Elias I, Dheer S, Zoga AC, Raikin SM, Morrison WB - J Med Case Rep (2008)

Bottom Line: The bipartite medial cuneiform is an uncommon developmental osseous variant in the midfoot.It is important for orthopaedic foot and ankle surgeons, musculoskeletal radiologists, and for podiatrists to identify this osseous variant as it may be mistakenly diagnosed as a fracture or not recognized as a source of non-traumatic or traumatic foot pain, which may sometimes even require surgical treatment.A bipartite medial cuneiform is a rare developmental anomaly of the midfoot and may be the source of midfoot pain.

View Article: PubMed Central - HTML - PubMed

Affiliation: Department of Orthopaedic Surgery, Rothman Institute, Thomas Jefferson University Hospital, Philadelphia, PA, USA. ilanelias@hotmail.com.

ABSTRACT

Introduction: The bipartite medial cuneiform is an uncommon developmental osseous variant in the midfoot. To our knowledge, Magnetic Resonance Imaging (MRI) characteristics of a non-symptomatic bipartite medial cuneiform have not been described in the orthopaedic literature.

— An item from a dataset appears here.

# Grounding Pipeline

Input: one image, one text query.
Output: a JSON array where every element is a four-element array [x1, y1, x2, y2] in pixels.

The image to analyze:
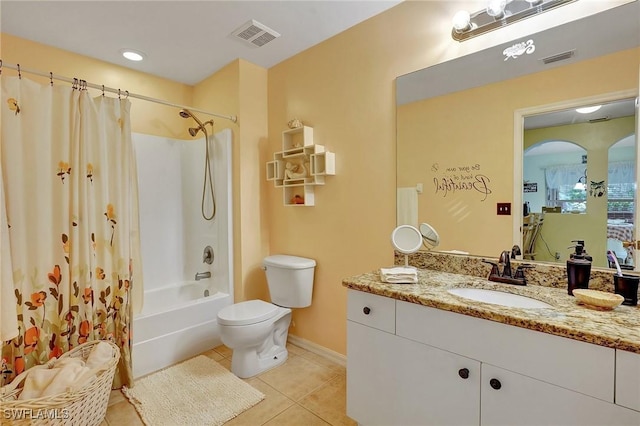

It is important for orthopaedic foot and ankle surgeons, musculoskeletal radiologists, and for podiatrists to identify this osseous variant as it may be mistakenly diagnosed as a fracture or not recognized as a source of non-traumatic or traumatic foot pain, which may sometimes even require surgical treatment.

Case presentations: In this report, we describe the characteristics of three cases of bipartite medial cuneiform on Magnetic Resonance Imaging and contrast its appearance to that of a medial cuneiform fracture.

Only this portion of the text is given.